Keywords

1 Introduction

Historically introduced for encoding Boolean functions and used for circuit design and verification [10, 21], Decision Diagrams (DDs) have recently been reapplied in the field of combinatorial optimization [2, 8, 17], for example to sequencing problems [13] or the multidimensional bin packing problem [18]. Assuming a maximization objective, the optimal solution can be obtained in polynomial time in respect to the size of the decision diagram by following the longest path from the root to the terminal node of an exact DD. However, the size of exact DDs grows exponentially with the number of variables, which make them unsuitable for solving large problems. Recently, decision diagrams provided new means of obtaining bounds for combinatorial optimization problems that can be significantly better than those obtained via a traditional linear programming relaxation [6]. Bergman et al. [9] proposed to use DDs to encode a parametrizable and tractable approximation of the solution set. Such structures are referred to as approximate DDs.

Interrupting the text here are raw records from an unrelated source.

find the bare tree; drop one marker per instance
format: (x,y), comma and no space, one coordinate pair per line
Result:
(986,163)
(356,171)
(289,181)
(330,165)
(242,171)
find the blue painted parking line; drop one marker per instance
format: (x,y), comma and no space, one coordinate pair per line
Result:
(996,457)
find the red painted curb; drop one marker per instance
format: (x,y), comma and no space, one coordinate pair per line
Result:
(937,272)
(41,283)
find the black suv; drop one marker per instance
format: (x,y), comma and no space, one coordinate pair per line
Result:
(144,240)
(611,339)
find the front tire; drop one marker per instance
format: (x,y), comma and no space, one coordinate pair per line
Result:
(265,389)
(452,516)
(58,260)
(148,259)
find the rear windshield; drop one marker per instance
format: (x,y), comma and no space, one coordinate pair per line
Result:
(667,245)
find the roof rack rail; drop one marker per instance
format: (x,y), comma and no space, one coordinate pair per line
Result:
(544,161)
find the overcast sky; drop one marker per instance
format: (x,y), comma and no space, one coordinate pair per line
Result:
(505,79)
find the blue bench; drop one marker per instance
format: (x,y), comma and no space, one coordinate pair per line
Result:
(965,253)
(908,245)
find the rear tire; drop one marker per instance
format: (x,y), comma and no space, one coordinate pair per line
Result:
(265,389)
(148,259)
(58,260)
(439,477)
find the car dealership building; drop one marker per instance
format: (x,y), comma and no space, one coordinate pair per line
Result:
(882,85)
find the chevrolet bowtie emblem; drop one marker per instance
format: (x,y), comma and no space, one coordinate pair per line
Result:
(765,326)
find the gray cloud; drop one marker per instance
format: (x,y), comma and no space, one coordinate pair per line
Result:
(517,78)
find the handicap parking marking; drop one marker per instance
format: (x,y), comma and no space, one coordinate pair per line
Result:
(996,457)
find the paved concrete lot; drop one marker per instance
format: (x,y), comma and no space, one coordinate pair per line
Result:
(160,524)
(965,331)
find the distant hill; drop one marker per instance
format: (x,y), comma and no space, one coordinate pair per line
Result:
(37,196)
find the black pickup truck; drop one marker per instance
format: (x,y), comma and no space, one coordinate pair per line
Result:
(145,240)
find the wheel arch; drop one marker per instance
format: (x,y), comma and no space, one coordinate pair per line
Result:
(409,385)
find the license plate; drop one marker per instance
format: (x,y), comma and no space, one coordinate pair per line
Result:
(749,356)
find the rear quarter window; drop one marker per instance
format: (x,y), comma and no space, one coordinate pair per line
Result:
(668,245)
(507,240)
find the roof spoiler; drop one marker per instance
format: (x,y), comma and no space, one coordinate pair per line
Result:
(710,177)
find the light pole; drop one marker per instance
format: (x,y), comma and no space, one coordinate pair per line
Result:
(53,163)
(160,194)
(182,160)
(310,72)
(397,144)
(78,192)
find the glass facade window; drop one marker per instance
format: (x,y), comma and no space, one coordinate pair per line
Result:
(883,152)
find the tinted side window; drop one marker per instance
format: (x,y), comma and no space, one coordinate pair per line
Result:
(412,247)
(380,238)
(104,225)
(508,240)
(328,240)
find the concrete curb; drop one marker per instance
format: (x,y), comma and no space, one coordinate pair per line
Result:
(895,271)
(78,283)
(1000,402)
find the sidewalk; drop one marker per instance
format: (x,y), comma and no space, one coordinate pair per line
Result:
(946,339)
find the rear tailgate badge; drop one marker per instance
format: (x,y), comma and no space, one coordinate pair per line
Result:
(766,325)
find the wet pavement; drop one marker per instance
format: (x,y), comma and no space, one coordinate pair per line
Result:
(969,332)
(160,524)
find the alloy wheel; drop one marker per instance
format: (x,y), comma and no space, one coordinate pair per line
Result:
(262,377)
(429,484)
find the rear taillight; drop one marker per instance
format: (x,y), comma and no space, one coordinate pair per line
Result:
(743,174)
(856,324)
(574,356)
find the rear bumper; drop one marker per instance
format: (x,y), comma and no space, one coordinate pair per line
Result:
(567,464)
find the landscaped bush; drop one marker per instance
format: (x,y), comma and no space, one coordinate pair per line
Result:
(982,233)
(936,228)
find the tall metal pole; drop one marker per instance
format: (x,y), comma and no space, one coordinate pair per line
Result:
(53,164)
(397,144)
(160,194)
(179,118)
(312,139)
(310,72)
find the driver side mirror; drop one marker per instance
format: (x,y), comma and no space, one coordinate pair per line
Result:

The performance of this procedure highly depends on the ordering of the variables used to create the DDs. Better ordering can lead to tighter optimization bounds, which results in fewer nodes explored during the BnB search and an expected solution time reduction. Nevertheless, finding an ordering that yields the best bound is NP-hard and difficult to model. Typically heuristics have been considered for defining variable ordering [5] and only a few limited studies have proposed exact approaches for specific problem classes (see, e.g. [4]). Recently, Cappart et al. [12] proposed a deep reinforcement learning (DRL) [3, 20] approach for computing the variable ordering. The idea is to train an agent to build a DD, with the incentive (i.e., the reward) to obtain bounds as tight as possible. However, this procedure has not been integrated in a BnB algorithm.

The contribution this paper makes is to illustrate the benefits and challenges of using both primal and dual bounds obtained with DRL-guided DDs within a BnB procedure. As a first experiment we apply this algorithm to the maximum independent set problem (MISP). Our preliminary results show that the proposed approach is able to prove optimality with significantly fewer nodes explored, due to the better bounds obtained. However, it is done at the expense of a significant increase in the execution time, as a deep neural network has to be called multiple times at each BnB node. An improved algorithm which uses caching and restricts the use of the DRL agent is also presented, and proves efficient on larger problems.

This paper introduces some preliminaries for DDs and reinforcement learning before presenting the BnB algorithm, followed by experimental results. Finally, the limitations of the current approach and directions for future research are discussed.

2 Learning Bounds Inside Branch-and-Bound

2.1 Decision Diagram-Based Branch-and-Bound

The DDs used in this work are Binary Decision Diagrams (BDDs), although the generalization to multi-valued decision diagrams is immediate. A BDD \(B = (U,A,d)\) is a directed acyclic multi-graph in which the node set U is partitioned into layers \(L_1, \dots , L_{n+1}\). The set of solutions for a problem can be represented by a BDD in which each path from the root node r to the terminal node t encodes a feasible solution: each arc along the path gives the value of the variable associated with the layer the arc starts from, and a longest path in the diagram gives an optimal solution to the problem. Conversely, each feasible solution can be found in the BDD. Each layer \(L_1, \dots , L_{n}\) is associated with a unique variable \(x_k\) of the problem with \(k \in \{1,\dots ,n\}\). Each arc \(a \in A\) goes from one layer to the next and has label \(d(a) \in \{0,1\}\) that encodes the values of the layer’s associated binary variable.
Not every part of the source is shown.